The company is also expanding in Europe and Asia. "Someone, it seems, forgot to inform Lululemon that there is a slowdown in the growth of athleisure," GlobalData Retail Managing Director Neil Saunders said in an email to Retail Dive. "Its results stand in direct contrast to those of many other sporting retailers…[T]he numbers are a testament to Lululemon's brand strength, the credibility of its products, and to its constant focus on innovation. They have enabled the group to take share in a crowded, competitive marketplace where consumer demand is a little more muted than it once was….[T]he continued investment in new fabrics and designs has encouraged upgrading and new purchases alike."
The company’s mens lines also are gaining traction with 23% growth in the quarter. CEO Laurent Potdevin told analysts on Thursday that the category is "still one of our best kept secrets," adding that the company is focusing on customer acquisition and "talking to men in unexpected ways through curated and targeted experiences," according to a transcript of the company’s conference call with analysts published by Seeking Alpha.

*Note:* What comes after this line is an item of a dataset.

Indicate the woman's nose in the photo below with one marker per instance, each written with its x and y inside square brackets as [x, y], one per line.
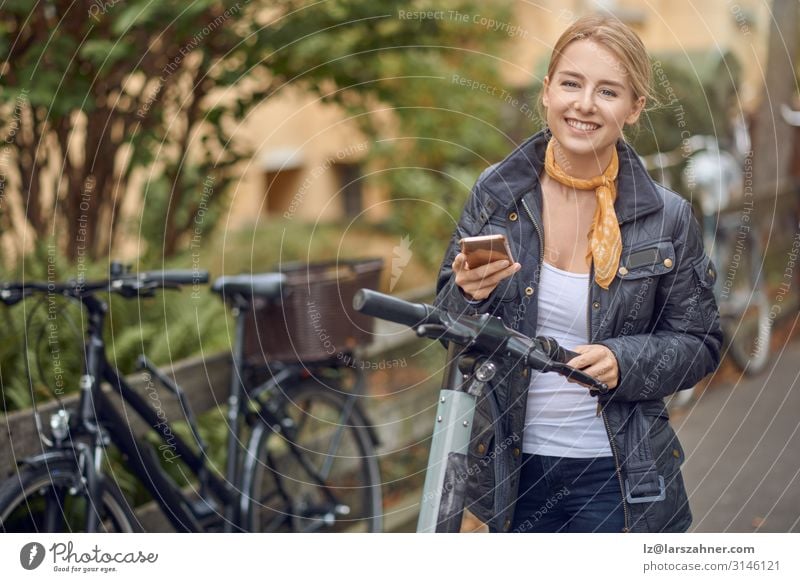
[585, 102]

GlobalData took note of these efforts: Saunders said that Lululemon is doing quite a bit better appealing to men than rivals are in marketing to new demopraphics. "In successfully pivoting from being a women's brand to one that now appeals to both genders, Lululemon stands in marked contrast to Under Armour, which has seen only limited success in attracting women," Saunders said. "This augurs well for the future as we believe Lululemon has much more runway with male shoppers."
Lululemon represents a challenge not only to other athletic brands, but also to sports retailers, he warned. "[M]any of the problems faced by players like Dick's or Foot Locker stem, not solely from the fact that athletic wear demand is more subdued, but because consumers are increasingly switching to buying directly from brands," Saunders said. "Lululemon is proof that a well-configured, focused brand can secure customer loyalty far better than a retailer selling a diffuse range of different products with little coherence."
Lululemon’s softer margin and profit numbers don’t worry Saunders because, he said, they are "a consequence of the various investments and initiatives Lululemon is undertaking to strengthen its position in the market. Given these are bearing fruit, the long-term prognosis still looks good."